1年に1回くらいレモンの砂糖漬けを大量に作ることがある。とれたシロップを飲んでカスになったレモンをタッパーに入れて冷蔵庫に保管し(数ヶ月以上砂糖漬けにしていたものなのでよほどのことがないかぎり黴びない)、清潔な容器にそのレモンと家にある果物やレーズンなどを入れて水に浸けておくと、パン酵母(液種)が取れる。
だがこのレモンがくせ者で、もったいないからとレモンがあるあいだは何ヶ月でも使いつづけるのだが、一度に多く入れると酵母が安定せず、少なく使えばいつまでたっても冷蔵庫から減らない。しかも作ったのちにレモンが多めの酵母(液種)は「水を多めに入れて薄めないと、パン酵母として安定しない」ので、ますます使用量が減る。
初夏のころにようやく去年に作ったレモンシロップのカスを酵母として使い終えたが、その後はレーズンや家にたまたまあった果物の隅っこなどを入れて液をつないでいた。そして8月後半からいよいよりんごを使用。最近のお気に入りはニュージーランド産の小ぶりなりんごである。夏まで変えるjazzリンゴ、それ以降も買える小ぶりな品種の4個セットは、1個をカットして少しだけ味見をしたら、残りの大部分をレーズンなどと混ぜて水に浸けておくだけで、あっというまによい酵母になる。入れるときは刻みをたくさん入れて水に触れる面積を多くしたほうがよい。だがあまりに細かいと液をすくって使うときにカスがパン酵母にはいってしまうので、適度がよい。

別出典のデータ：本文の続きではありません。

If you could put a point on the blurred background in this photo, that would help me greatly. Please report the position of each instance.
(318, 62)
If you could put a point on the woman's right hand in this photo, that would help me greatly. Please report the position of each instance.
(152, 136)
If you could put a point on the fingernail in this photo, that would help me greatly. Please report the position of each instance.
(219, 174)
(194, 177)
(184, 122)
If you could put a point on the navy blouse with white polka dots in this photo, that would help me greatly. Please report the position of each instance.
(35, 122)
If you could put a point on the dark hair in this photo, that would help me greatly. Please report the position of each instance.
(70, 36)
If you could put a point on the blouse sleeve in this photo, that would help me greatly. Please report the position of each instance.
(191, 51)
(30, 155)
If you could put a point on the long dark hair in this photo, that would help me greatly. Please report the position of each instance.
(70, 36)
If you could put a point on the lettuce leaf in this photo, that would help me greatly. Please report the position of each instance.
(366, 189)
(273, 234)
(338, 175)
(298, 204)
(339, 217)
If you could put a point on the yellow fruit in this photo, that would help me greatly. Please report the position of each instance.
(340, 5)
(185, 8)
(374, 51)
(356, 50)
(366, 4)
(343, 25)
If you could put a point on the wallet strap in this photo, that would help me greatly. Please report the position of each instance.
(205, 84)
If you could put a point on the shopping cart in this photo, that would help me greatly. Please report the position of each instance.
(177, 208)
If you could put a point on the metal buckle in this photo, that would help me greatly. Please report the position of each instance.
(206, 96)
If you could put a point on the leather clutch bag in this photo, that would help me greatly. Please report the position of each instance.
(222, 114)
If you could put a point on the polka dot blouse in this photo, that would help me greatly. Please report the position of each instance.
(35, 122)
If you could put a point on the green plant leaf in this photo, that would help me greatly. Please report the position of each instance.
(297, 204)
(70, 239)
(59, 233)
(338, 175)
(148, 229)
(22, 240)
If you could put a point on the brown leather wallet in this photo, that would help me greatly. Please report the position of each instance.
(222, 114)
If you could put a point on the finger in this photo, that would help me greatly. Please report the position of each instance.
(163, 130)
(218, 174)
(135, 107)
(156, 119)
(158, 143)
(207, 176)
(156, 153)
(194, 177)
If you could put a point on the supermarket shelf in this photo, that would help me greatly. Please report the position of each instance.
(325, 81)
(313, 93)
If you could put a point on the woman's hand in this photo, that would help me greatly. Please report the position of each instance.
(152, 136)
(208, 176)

りんごは、ほんとうに安定する。わたしは同じ液が減ったらカスを漉して次の果物やレーズンを入れる方式だが、レモンの影響がなくなってレーズンとりんごが中心になった途端に、すさまじく安定するようになった。
これは前日の朝に液種と小麦粉を混ぜて発酵させ、それを使って夜にパンをこねたもの。大きめタッパーに入れて冷蔵庫に保存し、25日の夕方に軽く電子レンジで温めてから(発酵モードで1時間程度)、ガラス容器に入れて焼いた。薄力粉を配合したにしてはもっちりとした、舌触りのよいパンになった。